LEAVENWORTH, Kan. -- In the 1860s, it was a swampy meadow where black soldiers slept because they were barred from the white barracks. Last night it was to become the site of a monument to those soldiers, a 12-foot bronze statue of a black cavalryman pulling back the reins of his horse.
The Buffalo Soldier Monument at the Army's Fort Leavenworth commemorates a chapter of military history that is at once proud, shameful and unsung: the existence of separate and unequal all-black regiments in the Army, from the end of the Civil War to the integration of the armed forces in 1952.
Established by Congress to help patrol the harsh, uncharted West, the four black regiments -- two infantry and two cavalry -- were the first all-black units commissioned in peacetime.

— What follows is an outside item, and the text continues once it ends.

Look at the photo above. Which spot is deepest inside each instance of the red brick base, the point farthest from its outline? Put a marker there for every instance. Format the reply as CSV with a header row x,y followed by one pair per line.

Gen. Colin L. Powell, chairman of the Joint Chiefs of Staff, was scheduled to address several thousand people at the dedication of the monument last night. It was General Powell, the first black to become the nation's highest-ranking military officer, who set in motion the effort to recognize the black regiments.
Cmdr. Carlton G. Philpot, a Navy historian who teaches at Fort Leavenworth Command and General Staff College and who led the effort to raise $850,000 to pay for the statue, says the buffalo soldiers got that name from the Indians against whom they often fought, probably because of their bravery in battle.
"They changed the face of the military forever," he said. "Despite the worst supplies, the worst of everything, they excelled in everything they did."
Although they are hardly to be found in the history textbooks and Wild West movies that shape Americans' image of the frontier, it was soldiers like those of the 9th and 10th cavalries who guarded the wagon trains, protected the payrolls and helped build the towns of the West.
"One out of every five soldiers in the West was black," Commander Philpot said. "Above all else, the buffalo soldiers were patriots."
The units fought overseas as well, distinguishing themselves in the Spanish-American War and in World War II.
In 1983, General Powell, who was then the deputy commanding general at Fort Leavenworth, discovered two gravel alleys named for the 9th and 10th cavalries. He urged that some better way be found to commemorate them. After several false starts, Commander Philpot organized the committee to raise money to build a monument. Ground was broken in 1990.
Yesterday's event coincides with a five-day 126th-anniversary celebration that brought together many surviving buffalo soldiers.